Hallucinations, as the word suggests, are something that is not real. This is an evident problem with LLMs that challenges the authenticity of the information provided by them.
This article aims to deepen your understanding of hallucinations, their causes, and the best techniques to reduce hallucinations in large language models.
“Hallucinations in LLMs are instances where the output shared is false, improperly structured, or non-related to the input provided.”

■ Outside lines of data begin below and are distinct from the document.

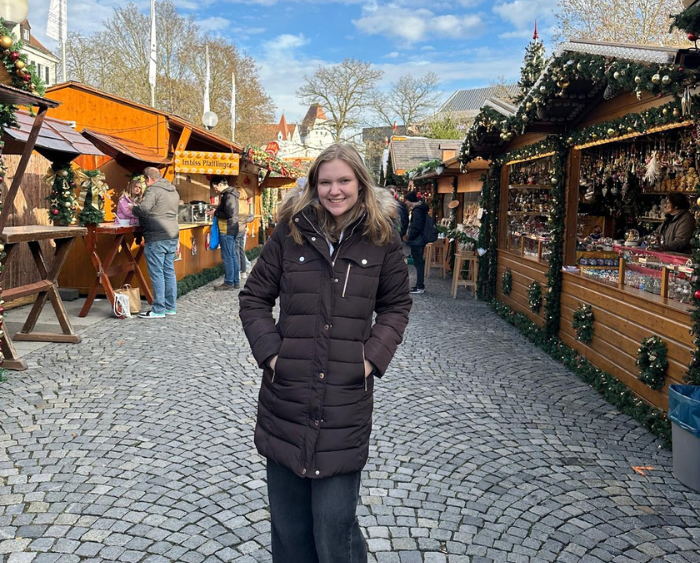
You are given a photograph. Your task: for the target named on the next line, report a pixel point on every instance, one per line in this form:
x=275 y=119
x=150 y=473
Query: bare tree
x=344 y=91
x=116 y=60
x=409 y=101
x=620 y=21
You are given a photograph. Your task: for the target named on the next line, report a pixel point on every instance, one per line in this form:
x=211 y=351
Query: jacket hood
x=386 y=202
x=164 y=185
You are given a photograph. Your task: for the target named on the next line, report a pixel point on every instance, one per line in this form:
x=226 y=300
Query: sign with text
x=215 y=163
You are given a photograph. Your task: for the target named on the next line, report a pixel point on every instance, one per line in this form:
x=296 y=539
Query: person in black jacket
x=333 y=261
x=402 y=224
x=227 y=216
x=415 y=239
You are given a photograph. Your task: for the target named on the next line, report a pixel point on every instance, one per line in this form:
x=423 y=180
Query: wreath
x=652 y=362
x=583 y=323
x=507 y=282
x=534 y=296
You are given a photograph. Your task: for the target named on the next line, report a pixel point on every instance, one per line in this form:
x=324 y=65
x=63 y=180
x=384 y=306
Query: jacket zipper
x=347 y=276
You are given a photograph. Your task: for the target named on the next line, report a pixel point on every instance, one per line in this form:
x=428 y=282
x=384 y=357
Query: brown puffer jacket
x=315 y=410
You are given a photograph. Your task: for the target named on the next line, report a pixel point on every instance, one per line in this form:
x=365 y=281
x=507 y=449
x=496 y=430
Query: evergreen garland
x=534 y=296
x=533 y=65
x=612 y=390
x=507 y=282
x=92 y=198
x=583 y=323
x=652 y=361
x=692 y=376
x=63 y=205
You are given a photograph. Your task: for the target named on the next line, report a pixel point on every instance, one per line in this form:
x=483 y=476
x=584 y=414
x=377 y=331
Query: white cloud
x=414 y=25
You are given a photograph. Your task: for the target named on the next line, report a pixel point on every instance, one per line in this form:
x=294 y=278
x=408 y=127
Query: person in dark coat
x=227 y=216
x=333 y=260
x=679 y=226
x=415 y=239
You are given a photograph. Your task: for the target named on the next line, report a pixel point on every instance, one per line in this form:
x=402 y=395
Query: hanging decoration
x=16 y=70
x=583 y=323
x=534 y=296
x=62 y=179
x=92 y=198
x=507 y=282
x=652 y=361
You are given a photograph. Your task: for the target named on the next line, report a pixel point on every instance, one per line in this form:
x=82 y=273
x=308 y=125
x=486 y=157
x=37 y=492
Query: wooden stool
x=436 y=256
x=471 y=260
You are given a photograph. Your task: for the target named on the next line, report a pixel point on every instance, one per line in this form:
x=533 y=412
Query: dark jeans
x=314 y=520
x=419 y=263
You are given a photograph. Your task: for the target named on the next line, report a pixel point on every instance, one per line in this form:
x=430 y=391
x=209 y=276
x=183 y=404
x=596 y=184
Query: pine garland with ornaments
x=692 y=376
x=62 y=179
x=652 y=361
x=19 y=70
x=92 y=198
x=612 y=389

The errors in the output can vary from minor discrepancies to significant problems, such as manipulating facts or figures. This can lead to confusion and develop a wrong impression of the LLM’s capabilities.
These hallucinations are a byproduct of the limitations that an LLM possesses. For example, LLMs like GPT and BERT (Bidirectional Encoder Representations from Transformers) are trained using large amounts of text to guess the following word in a sentence. They don’t necessarily understand meaning, but they leverage patterns in language to develop texts that sound natural.
Here are the three different types of hallucinations observed in LLMs.
Fact-conflicting hallucinations are instances that occur when LLMs generate information that isn’t true at all. Several factors contribute to this occurrence, which can occur at various stages of a lifecycle.
These hallucinations occur when the output differs from what the user specified. An input consists of the task material and task direction. A mismatch between the LLM’s output and task direction often dictates a misinterpretation of the user’s objectives.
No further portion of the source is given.